There’s something so timeless and honest about twee pop and Camera Obscura are at the heart an ever-blossoming future of music. Twee pop is playful with its pessimism:
“Don't you worry, don't get in a state I don't believe in true love, anyway” - Country Mile.
It' s attitude remains present in laptop twee (coined by Kiernan Press-Reynolds) with acts like Bassvictim and Frost Children. Its music that looks to nostalgia to come to terms with the present. In a present that continues to incite rage, twee pop asks us to see through a lens of hope, one not too unlike from our days of childhood.
Camera Obscura closed their third album with ‘Razzle Dazzle Rose’ after the Crayola crayon. It’s in this song that Tracyanne’s bittersweet vocals are echoed by a French horn:
“Rose, I'm feeling older, Courage, my love, will make me bolder Expecting softness can lead to foolishness When I choose my color, it will Be Razzle Dazzle Rose What colour will we choose?"

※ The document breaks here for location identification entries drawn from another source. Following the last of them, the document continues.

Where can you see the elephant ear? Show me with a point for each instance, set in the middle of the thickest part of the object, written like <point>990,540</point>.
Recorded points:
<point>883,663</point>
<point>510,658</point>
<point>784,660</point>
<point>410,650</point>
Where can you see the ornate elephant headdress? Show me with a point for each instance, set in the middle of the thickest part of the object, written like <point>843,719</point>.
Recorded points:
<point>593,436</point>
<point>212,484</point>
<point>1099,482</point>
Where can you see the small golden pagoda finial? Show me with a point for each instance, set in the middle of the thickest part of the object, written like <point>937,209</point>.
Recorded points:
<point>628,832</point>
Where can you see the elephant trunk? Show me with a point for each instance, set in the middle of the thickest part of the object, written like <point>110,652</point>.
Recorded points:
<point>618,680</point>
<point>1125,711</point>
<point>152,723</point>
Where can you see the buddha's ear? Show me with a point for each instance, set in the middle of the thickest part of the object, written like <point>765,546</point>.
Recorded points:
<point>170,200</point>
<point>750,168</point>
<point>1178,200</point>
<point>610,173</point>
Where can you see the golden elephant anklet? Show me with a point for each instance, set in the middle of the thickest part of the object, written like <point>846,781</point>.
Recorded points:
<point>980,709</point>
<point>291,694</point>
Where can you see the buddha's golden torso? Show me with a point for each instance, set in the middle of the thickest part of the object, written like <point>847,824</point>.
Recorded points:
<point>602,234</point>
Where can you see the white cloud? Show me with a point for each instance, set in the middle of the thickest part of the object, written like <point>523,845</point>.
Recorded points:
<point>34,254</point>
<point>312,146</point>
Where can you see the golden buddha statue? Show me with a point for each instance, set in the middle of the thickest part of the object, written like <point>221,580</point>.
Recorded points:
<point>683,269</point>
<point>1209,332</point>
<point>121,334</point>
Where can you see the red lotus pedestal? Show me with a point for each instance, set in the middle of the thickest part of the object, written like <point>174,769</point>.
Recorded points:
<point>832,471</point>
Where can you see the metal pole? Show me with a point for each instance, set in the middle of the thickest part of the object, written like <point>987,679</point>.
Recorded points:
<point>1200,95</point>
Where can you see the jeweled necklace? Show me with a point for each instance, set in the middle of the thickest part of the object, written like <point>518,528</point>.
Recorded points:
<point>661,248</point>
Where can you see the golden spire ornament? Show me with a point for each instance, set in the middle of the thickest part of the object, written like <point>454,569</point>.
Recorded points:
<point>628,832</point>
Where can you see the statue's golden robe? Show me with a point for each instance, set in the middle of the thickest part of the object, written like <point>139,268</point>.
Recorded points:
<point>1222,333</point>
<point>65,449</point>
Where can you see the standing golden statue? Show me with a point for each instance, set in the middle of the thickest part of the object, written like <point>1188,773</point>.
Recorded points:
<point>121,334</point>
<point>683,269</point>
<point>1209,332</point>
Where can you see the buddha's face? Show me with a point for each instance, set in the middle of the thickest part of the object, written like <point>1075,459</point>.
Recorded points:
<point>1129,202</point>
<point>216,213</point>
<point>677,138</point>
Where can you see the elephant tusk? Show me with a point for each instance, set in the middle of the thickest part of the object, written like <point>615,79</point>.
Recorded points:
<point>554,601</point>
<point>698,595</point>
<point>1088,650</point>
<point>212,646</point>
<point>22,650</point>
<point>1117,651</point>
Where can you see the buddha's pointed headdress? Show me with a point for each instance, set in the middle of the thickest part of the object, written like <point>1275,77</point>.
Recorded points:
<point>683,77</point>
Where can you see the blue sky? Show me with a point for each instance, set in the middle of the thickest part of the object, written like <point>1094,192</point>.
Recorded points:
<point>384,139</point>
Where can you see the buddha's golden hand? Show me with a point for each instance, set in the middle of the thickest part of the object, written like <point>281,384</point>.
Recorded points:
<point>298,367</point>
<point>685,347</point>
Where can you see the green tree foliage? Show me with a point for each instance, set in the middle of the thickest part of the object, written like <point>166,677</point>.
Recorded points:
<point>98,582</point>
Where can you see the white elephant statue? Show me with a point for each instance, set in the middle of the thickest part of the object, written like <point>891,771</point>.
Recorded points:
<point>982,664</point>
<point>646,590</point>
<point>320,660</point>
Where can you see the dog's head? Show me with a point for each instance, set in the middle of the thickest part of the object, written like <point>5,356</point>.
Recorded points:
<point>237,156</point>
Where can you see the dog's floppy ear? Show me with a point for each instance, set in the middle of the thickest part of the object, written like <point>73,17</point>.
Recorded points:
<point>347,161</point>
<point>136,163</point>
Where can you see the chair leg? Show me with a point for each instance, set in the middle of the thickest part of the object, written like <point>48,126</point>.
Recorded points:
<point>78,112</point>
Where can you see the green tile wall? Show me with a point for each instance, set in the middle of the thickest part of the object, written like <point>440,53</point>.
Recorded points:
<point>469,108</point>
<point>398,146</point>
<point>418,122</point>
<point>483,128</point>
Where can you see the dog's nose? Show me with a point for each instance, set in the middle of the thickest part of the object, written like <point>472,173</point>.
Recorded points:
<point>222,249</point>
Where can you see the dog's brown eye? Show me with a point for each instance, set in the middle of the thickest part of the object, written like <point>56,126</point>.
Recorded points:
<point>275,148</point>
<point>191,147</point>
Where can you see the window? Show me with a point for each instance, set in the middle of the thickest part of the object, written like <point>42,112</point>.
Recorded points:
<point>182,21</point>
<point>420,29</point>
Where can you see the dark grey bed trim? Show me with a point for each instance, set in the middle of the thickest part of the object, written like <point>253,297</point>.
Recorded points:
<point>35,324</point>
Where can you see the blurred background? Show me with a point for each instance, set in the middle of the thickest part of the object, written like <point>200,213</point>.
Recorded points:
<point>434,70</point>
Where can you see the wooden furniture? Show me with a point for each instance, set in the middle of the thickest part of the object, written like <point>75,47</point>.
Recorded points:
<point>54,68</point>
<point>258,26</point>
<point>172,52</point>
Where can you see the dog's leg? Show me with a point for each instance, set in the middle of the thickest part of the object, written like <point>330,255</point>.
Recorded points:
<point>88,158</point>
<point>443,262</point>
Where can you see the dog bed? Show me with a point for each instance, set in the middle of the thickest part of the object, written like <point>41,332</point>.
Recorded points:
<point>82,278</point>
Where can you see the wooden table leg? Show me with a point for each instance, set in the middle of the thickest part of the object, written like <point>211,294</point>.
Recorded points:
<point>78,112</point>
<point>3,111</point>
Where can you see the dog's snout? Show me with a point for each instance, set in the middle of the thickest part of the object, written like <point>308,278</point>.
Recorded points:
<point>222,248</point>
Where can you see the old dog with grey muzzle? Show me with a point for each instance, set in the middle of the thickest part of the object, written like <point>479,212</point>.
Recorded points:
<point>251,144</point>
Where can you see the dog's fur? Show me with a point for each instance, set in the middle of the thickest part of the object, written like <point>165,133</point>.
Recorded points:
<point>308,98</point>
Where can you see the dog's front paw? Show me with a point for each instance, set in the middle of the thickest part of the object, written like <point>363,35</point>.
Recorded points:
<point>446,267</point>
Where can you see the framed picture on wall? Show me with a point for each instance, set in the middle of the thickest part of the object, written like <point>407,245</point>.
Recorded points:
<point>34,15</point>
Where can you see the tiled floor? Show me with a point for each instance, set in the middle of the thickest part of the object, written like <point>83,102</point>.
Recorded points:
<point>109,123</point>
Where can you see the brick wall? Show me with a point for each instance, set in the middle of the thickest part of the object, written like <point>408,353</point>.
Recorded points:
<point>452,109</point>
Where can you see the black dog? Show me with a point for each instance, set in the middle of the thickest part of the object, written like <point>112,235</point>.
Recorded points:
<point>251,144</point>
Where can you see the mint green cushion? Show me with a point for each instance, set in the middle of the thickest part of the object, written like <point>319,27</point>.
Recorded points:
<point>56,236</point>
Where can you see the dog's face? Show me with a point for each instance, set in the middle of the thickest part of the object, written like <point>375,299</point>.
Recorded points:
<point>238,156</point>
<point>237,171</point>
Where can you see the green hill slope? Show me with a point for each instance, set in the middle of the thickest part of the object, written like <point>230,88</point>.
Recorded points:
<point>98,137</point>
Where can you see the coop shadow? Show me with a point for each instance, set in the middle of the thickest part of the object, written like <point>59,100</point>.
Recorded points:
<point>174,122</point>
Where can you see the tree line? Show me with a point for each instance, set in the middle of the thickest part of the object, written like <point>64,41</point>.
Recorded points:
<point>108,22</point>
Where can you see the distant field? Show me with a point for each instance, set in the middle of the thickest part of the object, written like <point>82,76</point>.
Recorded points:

As if to ask, when we make an important decision, perhaps the question on how we will
decide to live our life, how can we show courage? I think this imagery of the crayon, entwines itself with childhood. One might think that to listen to the whims of what we believed when we are young is foolish. But there is a challenge to this in this song, Camera Obscura allows us to consider that perhaps these hopes are not as flimsy as whims but reflective of an internal assuredness that we can always return to. Perhaps a part of the endurance of twee and, through its continual revival and formation of new twee-adjacent music, is the desire to return to a ‘millennial optimism’, or childlike wonder, or a way to aspire like we do in dreams, however you want to define it, own your own terms. It is this mindset, I suspect, like in many times before ours, that will come in handy in days like these.